Any of you who read comments (or more than surface level at what I write) will have likely figured out that I went and bought myself a low- to mid-range electric bass last night. It may seem rather sudden, but it has been part of my thinking for quite a while. Years, in truth. And several months in earnest. I don’t just drop money on anything over $25 without some serious thought.
So it wasn’t on a whim, as much as it might have seemed to have been.
The first “rock star” instrument I played was the bass. Before that, I had a hand-me-down drum set that I was terrible at and quickly gave up when it didn’t come easy to me. My parents and neighbors rejoiced.
I tried singing for a while, but I was a terrible singer at the time (I’m marginally better now) and one of the people I worked with handed me a POS bass guitar that I bought off them for $25. “Play this,” they said. “Your singing sucks”.
And I started playing it, mostly without amplification, nearly every waking moment that summer. I was and am the self-taught guy who has had to work really hard at his self-teaching. Because we were a poor inner-city family, we didn’t have much money for lessons. Or books. And my parents thought my playing music was “just a phase”, even after I was in several garage bands playing “punk” music (we did a mean cover of “C is for Cookie”, lemme tell you).

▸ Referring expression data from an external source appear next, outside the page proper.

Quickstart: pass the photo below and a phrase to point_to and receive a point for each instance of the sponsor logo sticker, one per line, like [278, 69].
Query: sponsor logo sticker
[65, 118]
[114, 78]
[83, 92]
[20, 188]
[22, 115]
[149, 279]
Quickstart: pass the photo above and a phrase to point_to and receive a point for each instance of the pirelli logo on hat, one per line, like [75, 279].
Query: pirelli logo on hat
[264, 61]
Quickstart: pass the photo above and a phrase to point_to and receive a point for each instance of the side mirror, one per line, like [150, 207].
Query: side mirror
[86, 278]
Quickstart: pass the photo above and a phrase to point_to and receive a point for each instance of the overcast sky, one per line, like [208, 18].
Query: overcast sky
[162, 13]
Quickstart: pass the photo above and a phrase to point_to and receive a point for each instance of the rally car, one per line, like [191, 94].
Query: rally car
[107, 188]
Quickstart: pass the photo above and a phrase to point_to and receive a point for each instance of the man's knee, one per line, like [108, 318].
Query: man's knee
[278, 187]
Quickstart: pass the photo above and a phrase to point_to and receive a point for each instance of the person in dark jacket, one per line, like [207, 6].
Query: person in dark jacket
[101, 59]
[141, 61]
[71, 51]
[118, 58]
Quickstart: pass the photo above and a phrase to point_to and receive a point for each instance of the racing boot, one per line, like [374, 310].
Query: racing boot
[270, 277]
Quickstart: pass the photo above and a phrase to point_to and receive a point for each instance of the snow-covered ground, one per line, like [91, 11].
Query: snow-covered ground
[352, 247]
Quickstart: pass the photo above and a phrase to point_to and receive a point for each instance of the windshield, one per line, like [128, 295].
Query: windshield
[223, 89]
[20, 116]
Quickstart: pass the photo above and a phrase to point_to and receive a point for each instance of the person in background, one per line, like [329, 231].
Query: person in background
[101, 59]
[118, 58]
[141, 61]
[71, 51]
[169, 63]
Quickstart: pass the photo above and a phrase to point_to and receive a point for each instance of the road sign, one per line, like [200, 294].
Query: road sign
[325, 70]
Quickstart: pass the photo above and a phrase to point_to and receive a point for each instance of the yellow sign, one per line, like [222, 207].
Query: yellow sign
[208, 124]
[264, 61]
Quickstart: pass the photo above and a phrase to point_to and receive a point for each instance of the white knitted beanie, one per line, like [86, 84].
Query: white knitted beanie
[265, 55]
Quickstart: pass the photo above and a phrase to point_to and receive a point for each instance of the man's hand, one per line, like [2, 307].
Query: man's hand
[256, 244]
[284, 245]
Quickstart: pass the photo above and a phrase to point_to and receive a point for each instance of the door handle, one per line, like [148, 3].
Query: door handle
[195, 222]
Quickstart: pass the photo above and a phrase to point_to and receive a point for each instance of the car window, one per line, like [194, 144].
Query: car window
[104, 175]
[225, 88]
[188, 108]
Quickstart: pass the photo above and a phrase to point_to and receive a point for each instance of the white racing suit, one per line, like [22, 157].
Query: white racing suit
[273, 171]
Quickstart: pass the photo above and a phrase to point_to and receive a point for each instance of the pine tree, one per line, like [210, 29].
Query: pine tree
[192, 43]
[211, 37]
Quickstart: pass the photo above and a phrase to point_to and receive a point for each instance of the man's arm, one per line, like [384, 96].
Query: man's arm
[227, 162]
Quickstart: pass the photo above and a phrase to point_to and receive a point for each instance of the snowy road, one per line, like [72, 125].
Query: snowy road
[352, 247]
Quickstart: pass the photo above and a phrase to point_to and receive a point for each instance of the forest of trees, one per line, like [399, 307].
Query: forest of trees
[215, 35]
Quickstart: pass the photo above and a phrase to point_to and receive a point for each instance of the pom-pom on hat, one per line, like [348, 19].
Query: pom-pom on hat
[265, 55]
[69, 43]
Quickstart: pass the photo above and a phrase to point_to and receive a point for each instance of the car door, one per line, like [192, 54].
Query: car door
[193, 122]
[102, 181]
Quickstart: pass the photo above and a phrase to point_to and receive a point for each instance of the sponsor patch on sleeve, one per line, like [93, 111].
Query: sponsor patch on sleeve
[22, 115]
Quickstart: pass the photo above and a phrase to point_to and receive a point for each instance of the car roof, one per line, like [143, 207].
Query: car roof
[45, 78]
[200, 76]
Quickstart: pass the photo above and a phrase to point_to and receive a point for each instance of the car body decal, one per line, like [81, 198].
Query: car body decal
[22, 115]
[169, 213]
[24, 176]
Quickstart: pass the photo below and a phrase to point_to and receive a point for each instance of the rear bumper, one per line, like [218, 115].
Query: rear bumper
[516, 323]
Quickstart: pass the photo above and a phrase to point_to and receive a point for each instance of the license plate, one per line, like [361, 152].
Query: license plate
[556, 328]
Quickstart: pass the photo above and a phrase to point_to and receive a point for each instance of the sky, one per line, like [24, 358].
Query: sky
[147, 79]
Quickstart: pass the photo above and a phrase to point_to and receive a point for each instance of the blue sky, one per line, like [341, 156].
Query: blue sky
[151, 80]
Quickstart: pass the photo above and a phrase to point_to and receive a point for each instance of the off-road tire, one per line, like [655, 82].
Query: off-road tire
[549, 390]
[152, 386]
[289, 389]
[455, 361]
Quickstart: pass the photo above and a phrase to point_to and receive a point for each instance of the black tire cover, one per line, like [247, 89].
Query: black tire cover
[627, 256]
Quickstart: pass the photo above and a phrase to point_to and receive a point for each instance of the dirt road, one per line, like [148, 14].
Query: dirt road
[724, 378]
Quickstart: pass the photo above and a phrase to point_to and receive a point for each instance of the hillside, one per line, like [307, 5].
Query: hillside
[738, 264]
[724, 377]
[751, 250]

So I only got group lessons meant as a honeypot to get kids to beg their parents for private lessons so they could learn how to play “Stairway to Heaven” in a guitar store before they kicked you out for being the twentieth kid to do so that Saturday afternoon. And they didn’t offer group lessons on bass, because only p*ssies played bass (kid logic, what can I say?). You were considered queer if you offered to play synth and, back in the 80s, being branded as queer by your peers would often result in ass-kickings on a weekly basis. So I tried to play synth on the sly…
I learned some basics on a rental electric guitar during group lessons, transferred what I knew to the bass and started plucking.
I tried out for a few bands and ended up in a goth band, initially as the replacement bassist who left because he was fed up with the guitarist’s habit of trying to make everyone follow his tempo instead of the other way around. Let me tell you, he was ALL over the place. They were terrible. But it was a band, so hey…. Then the band fired the guitarist (who thought I sucked) because the rest of the band saw me as a solid rhythm guy.
I still only had a passing understanding of notes at the time, but my rhythms were rock-solid and I came up with dark sounds befitting a goth band (tritones are your friend). So I would lay out a song in bass riffs and everyone who had an ear or understood theory played to my oddball progressions, making the occasional suggestion here and there until I learned to follow their leads better.
Eventually, I ended up trading bass for a a guitar on another punk outfit. The guitarist hated the guitar and I was guitar-curious — so we swapped. And I ended up leaving the bass behind, picking up acoustic and electric six-string guitars (both POS and used hard; I was dirt poor).
As time went on, I often wondered what it would be like to play bass again, but was turned off by the beast of a bass that I started off with. It was always and is currently junk.
Last night, I went and picked up a bass guitar. My excuse? It’s nominally my birthday in the near future. Happy birthday to me.
It’s nothing special. It’s a cherry red 4-string Ibanez bass with visible wood grain on the lowish end of the spectrum. A beginner’s bass. But, let me tell you — it is the best bass I have ever owned. And it feels good to get back into the rhythm end of things.